Before diving into the complex elements of global geopolitics, let’s first consider why as market participants it is worth our time to analyze. The most important thing to understand as an investor (more generally a global citizen at large) is that the previous three decades were a total anomaly in the span of global history.
After the collapse of the Soviet Union, trade mobilized on a global scale unlike anything before, as the United States played peacemaker patrolling trade routes with its navy. This contributed to what many now refer to as The Great Moderation.
One can broadly think of The Great Moderation as a synonym for globalization on a scale never seen before. In particular, the disinflationary environment of the previous three decades allowed real growth to persist and US financial assets to go parabolic on the back of low interest rates and seemingly endless quantitative easing programs after the Great Financial Crisis.

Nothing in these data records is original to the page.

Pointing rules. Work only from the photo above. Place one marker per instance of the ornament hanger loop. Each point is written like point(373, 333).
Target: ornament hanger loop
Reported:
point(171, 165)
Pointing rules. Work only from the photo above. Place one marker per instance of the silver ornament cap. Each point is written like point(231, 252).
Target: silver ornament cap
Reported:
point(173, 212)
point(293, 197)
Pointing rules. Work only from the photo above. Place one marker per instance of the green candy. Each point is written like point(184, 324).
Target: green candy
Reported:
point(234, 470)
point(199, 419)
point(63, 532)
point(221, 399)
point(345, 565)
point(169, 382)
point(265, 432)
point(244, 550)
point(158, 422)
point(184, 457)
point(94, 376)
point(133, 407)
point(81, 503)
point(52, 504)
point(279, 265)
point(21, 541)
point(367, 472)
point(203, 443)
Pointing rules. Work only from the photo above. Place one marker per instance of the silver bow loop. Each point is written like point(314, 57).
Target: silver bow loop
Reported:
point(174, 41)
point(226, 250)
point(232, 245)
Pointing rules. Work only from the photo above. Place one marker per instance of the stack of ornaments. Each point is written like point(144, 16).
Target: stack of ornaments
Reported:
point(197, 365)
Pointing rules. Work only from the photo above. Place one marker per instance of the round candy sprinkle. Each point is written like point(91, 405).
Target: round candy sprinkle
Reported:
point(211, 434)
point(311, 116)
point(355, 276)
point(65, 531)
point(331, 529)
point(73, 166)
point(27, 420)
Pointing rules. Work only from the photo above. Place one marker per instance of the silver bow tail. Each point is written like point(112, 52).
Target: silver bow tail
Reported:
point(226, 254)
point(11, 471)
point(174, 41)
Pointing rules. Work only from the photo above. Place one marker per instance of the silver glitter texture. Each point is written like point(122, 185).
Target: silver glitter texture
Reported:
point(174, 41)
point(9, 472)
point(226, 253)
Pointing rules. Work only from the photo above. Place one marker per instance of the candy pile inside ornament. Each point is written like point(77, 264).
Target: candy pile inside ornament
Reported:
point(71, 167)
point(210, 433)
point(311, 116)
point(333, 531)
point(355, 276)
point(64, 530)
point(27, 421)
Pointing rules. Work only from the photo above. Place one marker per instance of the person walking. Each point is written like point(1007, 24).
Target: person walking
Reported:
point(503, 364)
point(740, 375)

Treasury bonds, which are simply claims on future dollars with an attached interest rate, allowed nations to store their economic surplus. This system benefited sovereign stakeholders as long as dollars, and later treasuries, maintained purchasing power in real terms.

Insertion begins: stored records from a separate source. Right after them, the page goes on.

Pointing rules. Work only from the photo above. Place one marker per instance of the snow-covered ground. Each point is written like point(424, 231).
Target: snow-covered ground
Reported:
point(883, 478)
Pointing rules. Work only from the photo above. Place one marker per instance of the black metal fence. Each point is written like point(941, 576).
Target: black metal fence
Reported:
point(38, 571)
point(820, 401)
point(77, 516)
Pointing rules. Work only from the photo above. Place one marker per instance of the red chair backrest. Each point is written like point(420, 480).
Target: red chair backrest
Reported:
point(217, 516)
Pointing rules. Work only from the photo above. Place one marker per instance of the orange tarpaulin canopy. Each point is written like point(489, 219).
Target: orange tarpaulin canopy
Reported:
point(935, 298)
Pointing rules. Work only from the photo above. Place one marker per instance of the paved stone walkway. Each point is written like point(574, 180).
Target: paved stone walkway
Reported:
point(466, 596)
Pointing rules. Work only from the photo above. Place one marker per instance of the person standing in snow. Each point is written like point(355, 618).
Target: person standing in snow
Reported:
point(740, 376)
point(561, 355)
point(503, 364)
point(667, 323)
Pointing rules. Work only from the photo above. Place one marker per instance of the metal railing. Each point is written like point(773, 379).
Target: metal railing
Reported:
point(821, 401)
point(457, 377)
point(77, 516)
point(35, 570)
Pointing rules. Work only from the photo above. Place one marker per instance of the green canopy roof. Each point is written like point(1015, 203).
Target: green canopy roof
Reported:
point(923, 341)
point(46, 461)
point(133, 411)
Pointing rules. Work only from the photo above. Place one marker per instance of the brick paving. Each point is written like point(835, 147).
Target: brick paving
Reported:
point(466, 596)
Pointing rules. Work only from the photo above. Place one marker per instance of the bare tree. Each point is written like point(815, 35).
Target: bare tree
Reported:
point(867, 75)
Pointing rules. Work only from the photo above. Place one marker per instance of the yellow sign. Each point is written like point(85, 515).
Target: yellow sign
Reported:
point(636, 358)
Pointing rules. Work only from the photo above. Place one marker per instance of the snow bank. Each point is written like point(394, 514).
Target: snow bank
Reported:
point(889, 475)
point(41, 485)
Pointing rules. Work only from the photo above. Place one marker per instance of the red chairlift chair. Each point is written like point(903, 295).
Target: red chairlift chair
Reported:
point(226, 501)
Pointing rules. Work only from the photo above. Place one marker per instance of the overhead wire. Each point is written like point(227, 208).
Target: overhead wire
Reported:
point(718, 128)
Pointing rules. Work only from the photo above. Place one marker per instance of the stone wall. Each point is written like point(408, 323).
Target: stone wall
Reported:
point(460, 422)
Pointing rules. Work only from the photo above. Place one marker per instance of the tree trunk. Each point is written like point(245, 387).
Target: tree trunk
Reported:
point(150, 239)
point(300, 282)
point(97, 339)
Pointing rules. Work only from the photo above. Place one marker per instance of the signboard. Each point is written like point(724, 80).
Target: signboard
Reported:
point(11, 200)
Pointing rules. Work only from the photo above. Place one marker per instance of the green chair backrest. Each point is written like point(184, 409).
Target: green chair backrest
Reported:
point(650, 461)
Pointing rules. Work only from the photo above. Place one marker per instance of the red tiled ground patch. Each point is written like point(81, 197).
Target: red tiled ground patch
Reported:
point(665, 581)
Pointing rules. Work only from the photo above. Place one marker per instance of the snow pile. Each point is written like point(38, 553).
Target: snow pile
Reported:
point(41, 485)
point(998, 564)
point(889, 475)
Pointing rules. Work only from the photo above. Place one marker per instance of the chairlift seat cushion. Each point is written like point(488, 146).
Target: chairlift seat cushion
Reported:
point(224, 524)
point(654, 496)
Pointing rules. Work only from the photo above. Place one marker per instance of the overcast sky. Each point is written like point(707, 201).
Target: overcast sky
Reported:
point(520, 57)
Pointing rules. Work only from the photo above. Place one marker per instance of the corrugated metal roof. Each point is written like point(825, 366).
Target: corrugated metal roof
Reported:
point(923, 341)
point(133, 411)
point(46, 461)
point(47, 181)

After the invasion of Ukraine in February, the G7 countries announced the freezing of the Russian central bank’s assets. Remember that national debt is nothing more than a promise of future payment by another nation; a responsibility for your counterparty.

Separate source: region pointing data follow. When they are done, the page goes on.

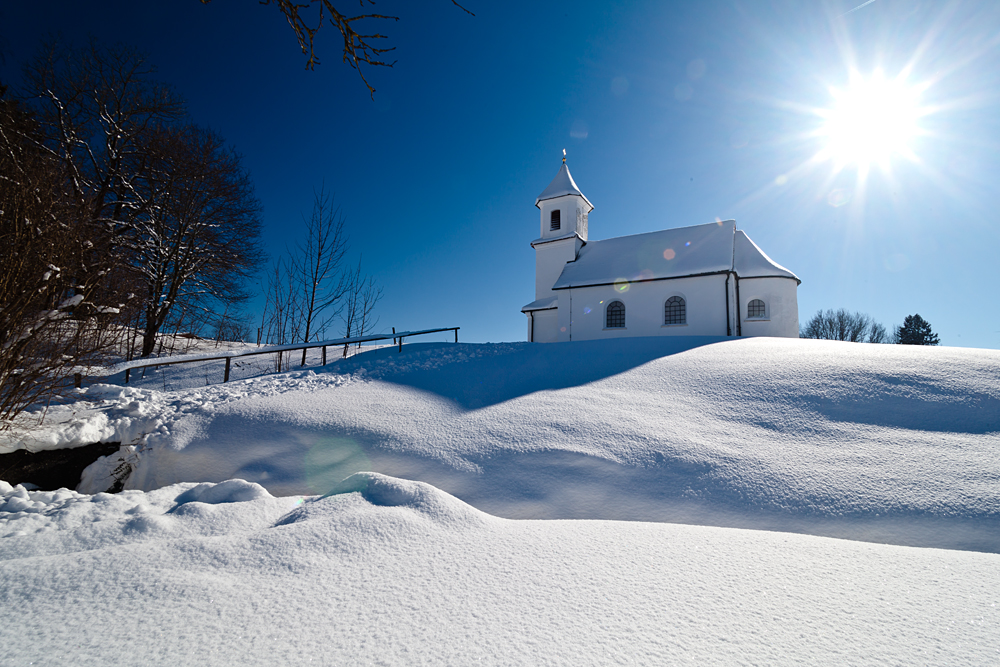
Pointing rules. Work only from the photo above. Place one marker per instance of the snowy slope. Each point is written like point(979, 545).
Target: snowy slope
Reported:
point(884, 443)
point(400, 573)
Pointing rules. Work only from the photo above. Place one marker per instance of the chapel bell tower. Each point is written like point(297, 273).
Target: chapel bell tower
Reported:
point(564, 212)
point(564, 209)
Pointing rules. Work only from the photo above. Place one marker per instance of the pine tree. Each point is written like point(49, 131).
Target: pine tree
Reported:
point(916, 331)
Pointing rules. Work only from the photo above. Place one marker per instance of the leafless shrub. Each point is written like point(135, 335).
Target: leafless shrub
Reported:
point(844, 325)
point(57, 315)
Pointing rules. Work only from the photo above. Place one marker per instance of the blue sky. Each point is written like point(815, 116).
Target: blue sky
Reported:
point(672, 114)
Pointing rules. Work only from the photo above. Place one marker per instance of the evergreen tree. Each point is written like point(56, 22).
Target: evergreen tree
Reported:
point(916, 331)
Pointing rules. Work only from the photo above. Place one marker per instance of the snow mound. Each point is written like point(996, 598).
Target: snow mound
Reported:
point(230, 491)
point(871, 442)
point(399, 573)
point(377, 490)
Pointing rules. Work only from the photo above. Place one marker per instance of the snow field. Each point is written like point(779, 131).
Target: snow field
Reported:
point(881, 443)
point(398, 572)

With this move, a clear precedent was created. In our monthly report for February we said the following.
“The move essentially told all sovereign nations, especially China, ‘Your foreign exchange reserves can’t be yours if you make a wrong move’.”
While speculating on the potential for hot war to break out is no exciting task, it is clear to those paying attention that geopolitical tensions continue to heat up, and history tells us that conflicts are rarely anything but inflationary. Not only because of the protectionist trade policies that nations take on, but also because of the imbalance between supply and demand that massive industrialization against war requires.
Knock-on effects
The next piece, which will serve as part two of this primer, will delve into the fallout from the energy crisis in Europe, rising geopolitical tensions globally, gurgling global debt markets, and the possible future role of bitcoin in a deglobalizing world.
The release will take place after Jerome Powell’s speech in Jackson Hole, where central bankers from around the world, academics, influential economic thinkers and policy makers will discuss and address “Reassessing Constraints on the Economy and Policy”.